VIH : entre sérophobie et grand relâchement

VIH : entre sérophobie et grand relâchement

Plus de 40 ans après la découverte du VIH, l’épidémie est aujourd’hui contenue en France, mais elle n’est pas encore éradiquée : 200 000 personnes vivent avec le VIH, dont 24 000 ignorent leur infection. Grâce aux progrès thérapeutiques, les personnes séropositives sous traitement ont une espérance de vie comparable à celle des personnes séronégatives. Elles ne transmettent plus le VIH, même lors de rapports sexuels non protégés par un préservatif. Pourtant, à en croire l’enquête 2024 de l’association AIDES, les trois quarts des Français (77 %) le pensent encore. De plus, un quart (24 %) ignore qu’une personne séropositive sous traitement peut avoir une espérance de vie similaire à celle d’une personne séronégative.  

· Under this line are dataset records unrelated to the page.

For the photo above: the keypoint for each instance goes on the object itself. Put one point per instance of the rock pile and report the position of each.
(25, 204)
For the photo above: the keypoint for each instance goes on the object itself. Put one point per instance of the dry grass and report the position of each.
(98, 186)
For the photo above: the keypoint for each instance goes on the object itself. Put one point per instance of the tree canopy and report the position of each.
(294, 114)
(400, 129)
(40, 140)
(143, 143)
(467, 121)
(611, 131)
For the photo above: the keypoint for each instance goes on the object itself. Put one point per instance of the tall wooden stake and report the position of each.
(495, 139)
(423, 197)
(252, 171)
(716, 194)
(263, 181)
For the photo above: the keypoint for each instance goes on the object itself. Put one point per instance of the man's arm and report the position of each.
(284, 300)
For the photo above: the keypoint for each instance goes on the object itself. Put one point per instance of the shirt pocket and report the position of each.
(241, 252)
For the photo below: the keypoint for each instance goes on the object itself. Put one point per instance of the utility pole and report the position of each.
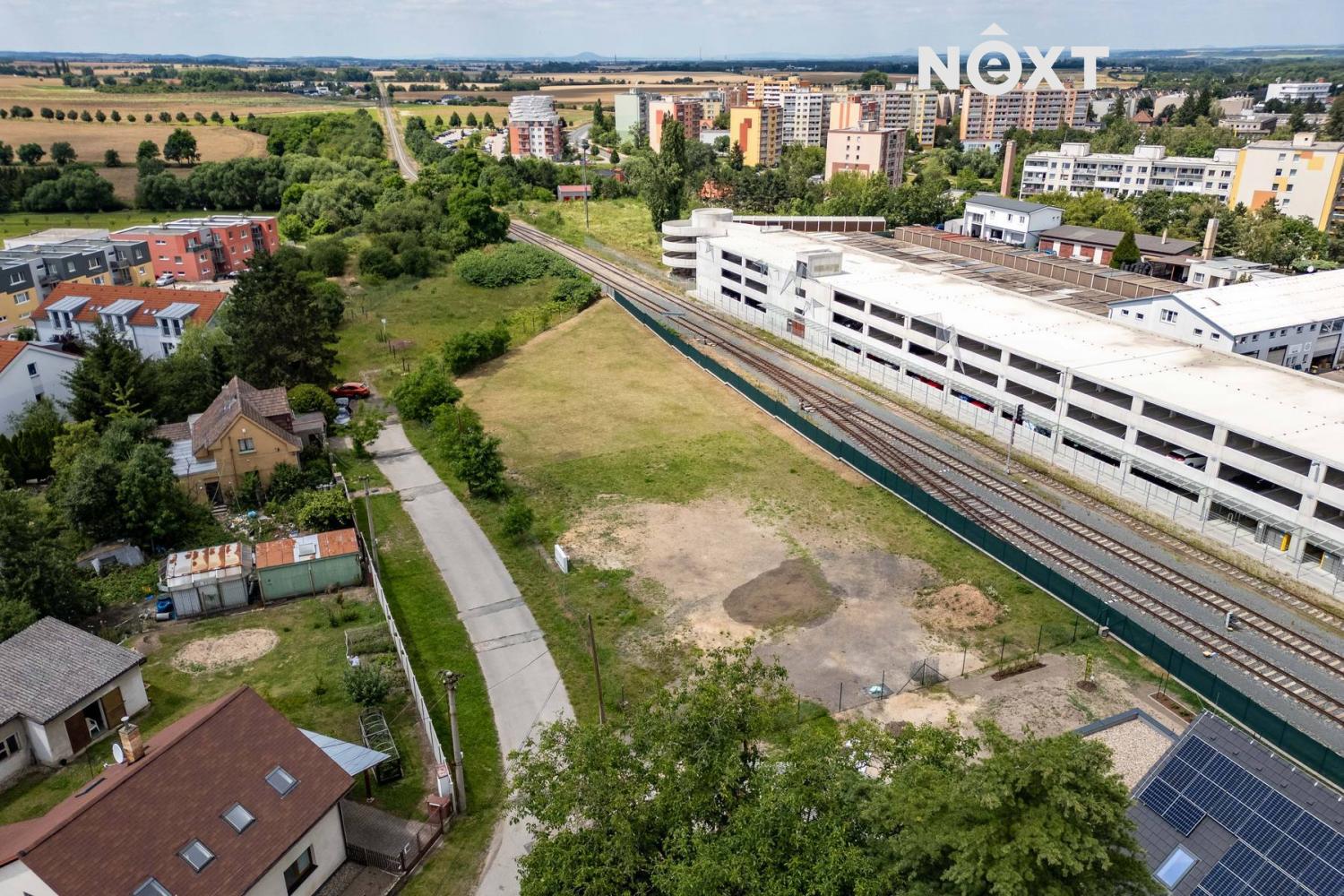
(451, 680)
(1012, 433)
(597, 675)
(583, 145)
(373, 536)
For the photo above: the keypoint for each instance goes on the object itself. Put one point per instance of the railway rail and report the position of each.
(929, 468)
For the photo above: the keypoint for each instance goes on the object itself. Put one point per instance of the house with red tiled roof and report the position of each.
(30, 371)
(147, 317)
(245, 430)
(231, 798)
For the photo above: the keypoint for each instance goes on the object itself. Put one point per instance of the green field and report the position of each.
(300, 676)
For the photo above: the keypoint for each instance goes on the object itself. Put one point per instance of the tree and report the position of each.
(31, 153)
(277, 328)
(180, 147)
(112, 378)
(1126, 252)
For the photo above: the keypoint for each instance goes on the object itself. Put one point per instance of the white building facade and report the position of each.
(1247, 450)
(1077, 171)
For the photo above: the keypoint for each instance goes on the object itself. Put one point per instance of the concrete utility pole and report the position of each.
(373, 536)
(451, 680)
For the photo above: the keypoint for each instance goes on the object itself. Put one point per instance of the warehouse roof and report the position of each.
(1261, 306)
(53, 665)
(1290, 409)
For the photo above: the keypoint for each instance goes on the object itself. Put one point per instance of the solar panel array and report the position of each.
(1284, 850)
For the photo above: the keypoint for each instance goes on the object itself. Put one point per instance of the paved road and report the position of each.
(394, 134)
(524, 684)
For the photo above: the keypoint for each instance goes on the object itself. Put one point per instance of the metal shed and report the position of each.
(207, 579)
(308, 564)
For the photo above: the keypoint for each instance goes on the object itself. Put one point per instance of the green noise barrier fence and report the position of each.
(1231, 700)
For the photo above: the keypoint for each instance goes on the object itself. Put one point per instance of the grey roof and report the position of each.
(1110, 238)
(53, 665)
(1211, 841)
(995, 201)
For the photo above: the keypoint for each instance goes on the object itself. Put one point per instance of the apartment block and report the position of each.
(1075, 169)
(806, 117)
(914, 110)
(986, 117)
(534, 129)
(868, 150)
(1300, 91)
(1303, 175)
(760, 131)
(685, 110)
(632, 113)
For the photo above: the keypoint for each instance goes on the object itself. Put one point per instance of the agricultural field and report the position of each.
(293, 654)
(694, 520)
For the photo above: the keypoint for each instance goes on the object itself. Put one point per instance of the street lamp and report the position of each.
(583, 160)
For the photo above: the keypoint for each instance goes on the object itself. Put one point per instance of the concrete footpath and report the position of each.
(524, 684)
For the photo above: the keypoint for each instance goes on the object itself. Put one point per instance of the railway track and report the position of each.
(927, 466)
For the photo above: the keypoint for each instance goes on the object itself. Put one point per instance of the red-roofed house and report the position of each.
(231, 798)
(30, 371)
(150, 319)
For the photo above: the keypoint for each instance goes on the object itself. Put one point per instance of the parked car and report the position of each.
(349, 390)
(1188, 458)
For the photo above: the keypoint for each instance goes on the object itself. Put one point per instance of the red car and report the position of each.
(349, 390)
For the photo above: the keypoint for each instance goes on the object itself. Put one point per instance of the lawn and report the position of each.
(300, 676)
(422, 314)
(602, 409)
(620, 223)
(435, 640)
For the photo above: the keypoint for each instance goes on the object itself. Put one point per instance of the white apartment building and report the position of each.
(1223, 444)
(806, 117)
(1077, 169)
(1290, 322)
(1298, 91)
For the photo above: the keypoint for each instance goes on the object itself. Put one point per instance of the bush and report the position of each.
(324, 511)
(518, 520)
(367, 685)
(424, 390)
(468, 349)
(306, 398)
(510, 263)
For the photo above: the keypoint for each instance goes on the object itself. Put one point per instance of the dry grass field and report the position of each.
(90, 140)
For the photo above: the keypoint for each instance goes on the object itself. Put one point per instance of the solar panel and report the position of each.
(1282, 849)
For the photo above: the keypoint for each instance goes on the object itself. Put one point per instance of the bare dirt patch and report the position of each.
(792, 594)
(956, 607)
(236, 649)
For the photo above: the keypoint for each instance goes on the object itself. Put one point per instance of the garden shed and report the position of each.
(308, 564)
(207, 579)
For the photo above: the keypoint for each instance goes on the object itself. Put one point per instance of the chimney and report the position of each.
(131, 742)
(1010, 160)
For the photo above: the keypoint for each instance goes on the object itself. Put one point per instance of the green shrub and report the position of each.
(468, 349)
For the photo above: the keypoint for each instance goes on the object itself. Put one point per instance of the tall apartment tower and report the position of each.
(534, 129)
(867, 148)
(986, 117)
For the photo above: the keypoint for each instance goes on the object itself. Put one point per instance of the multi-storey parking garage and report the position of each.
(1236, 447)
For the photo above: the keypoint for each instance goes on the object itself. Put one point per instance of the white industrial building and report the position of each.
(1078, 169)
(1292, 322)
(1244, 450)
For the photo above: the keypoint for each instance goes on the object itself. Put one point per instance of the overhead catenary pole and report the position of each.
(451, 680)
(597, 673)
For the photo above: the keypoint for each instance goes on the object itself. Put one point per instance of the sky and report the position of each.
(647, 29)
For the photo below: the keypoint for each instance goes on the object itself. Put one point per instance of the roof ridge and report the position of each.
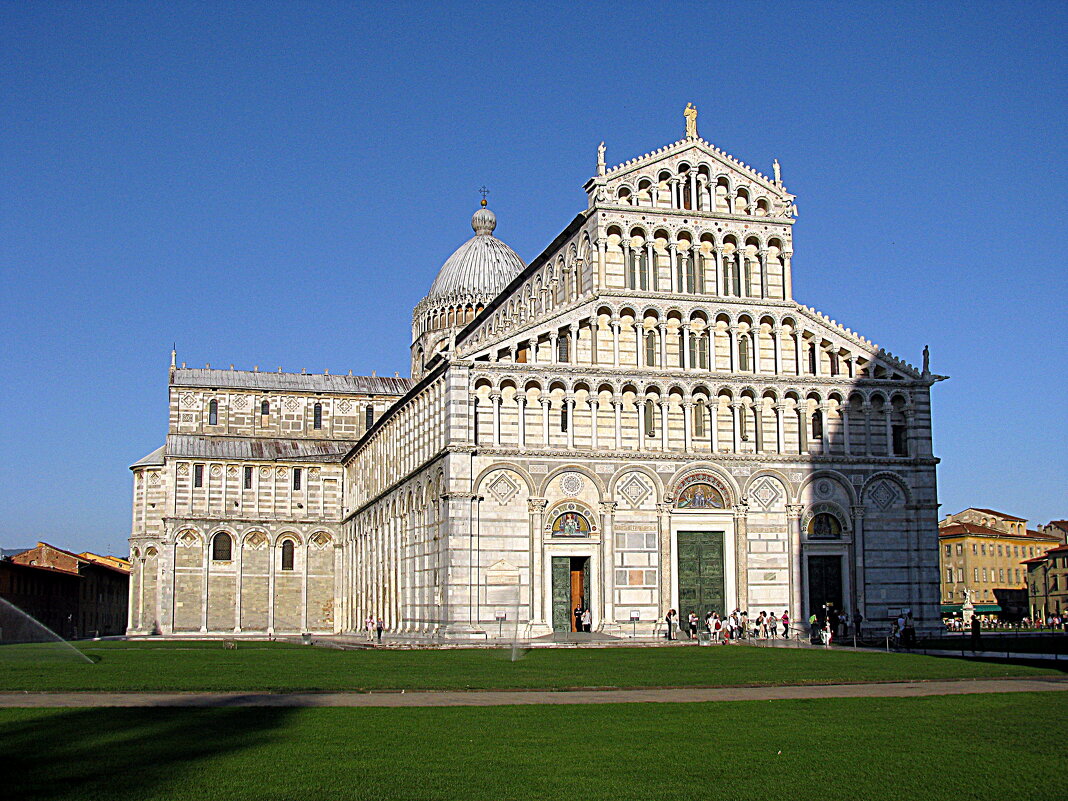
(690, 141)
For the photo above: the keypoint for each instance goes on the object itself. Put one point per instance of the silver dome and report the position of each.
(478, 269)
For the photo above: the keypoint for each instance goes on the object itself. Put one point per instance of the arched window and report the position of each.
(900, 435)
(643, 269)
(701, 496)
(825, 525)
(222, 547)
(563, 347)
(570, 524)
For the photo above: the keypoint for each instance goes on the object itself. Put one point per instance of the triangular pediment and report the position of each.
(696, 151)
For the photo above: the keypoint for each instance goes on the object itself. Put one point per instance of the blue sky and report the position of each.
(277, 184)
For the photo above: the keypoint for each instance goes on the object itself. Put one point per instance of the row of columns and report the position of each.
(801, 365)
(702, 194)
(731, 277)
(739, 423)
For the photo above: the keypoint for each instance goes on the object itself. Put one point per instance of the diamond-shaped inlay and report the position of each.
(767, 492)
(634, 489)
(503, 488)
(571, 484)
(884, 495)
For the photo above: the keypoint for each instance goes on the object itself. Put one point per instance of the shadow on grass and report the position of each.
(135, 754)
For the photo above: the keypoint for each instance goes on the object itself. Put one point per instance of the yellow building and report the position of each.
(983, 551)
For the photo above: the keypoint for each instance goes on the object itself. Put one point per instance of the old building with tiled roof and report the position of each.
(983, 554)
(640, 419)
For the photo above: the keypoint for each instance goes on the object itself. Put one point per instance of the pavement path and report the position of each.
(507, 697)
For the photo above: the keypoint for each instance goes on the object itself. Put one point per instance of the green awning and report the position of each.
(952, 609)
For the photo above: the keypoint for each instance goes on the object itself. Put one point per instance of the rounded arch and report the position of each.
(572, 468)
(695, 473)
(894, 478)
(511, 467)
(833, 474)
(570, 518)
(613, 485)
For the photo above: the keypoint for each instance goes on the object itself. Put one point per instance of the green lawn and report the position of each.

« Le Tasp (Treatment as prevention) a changé la vie des personnes séropositives, commente Camille Spire, présidente de AIDES, nous savons aujourd’hui qu’une personne séropositive sous traitement et qui a une charge virale indétectable ne transmet pas le virus à ses partenaires, même lors d’un rapport sexuel non protégé par un préservatif ».   

Les Français face au VIH : le grand relâchement ? 

Sans traitement, les risques sont bien là. Et il est préoccupant de constater que 40 % des Français estiment que les risques de contamination par le virus du sida sont faibles. Ils étaient 14 % en 1988, c’est trois fois moins qu’il y a 35 ans. Ce sentiment est surtout présent chez les jeunes, qui n’ont pas connu cette période : 51 % des moins de 25 ans considèrent que le risque d’être contaminé par le VIH ou de développer le sida est aujourd’hui faible. Par ailleurs, seuls 40 % des individus craignent de découvrir qu’ils sont séropositifs et 38 % des Français redoutent d’atteindre le stade du sida (phase terminale de la maladie), même chez ceux ayant un certain capital culturel.  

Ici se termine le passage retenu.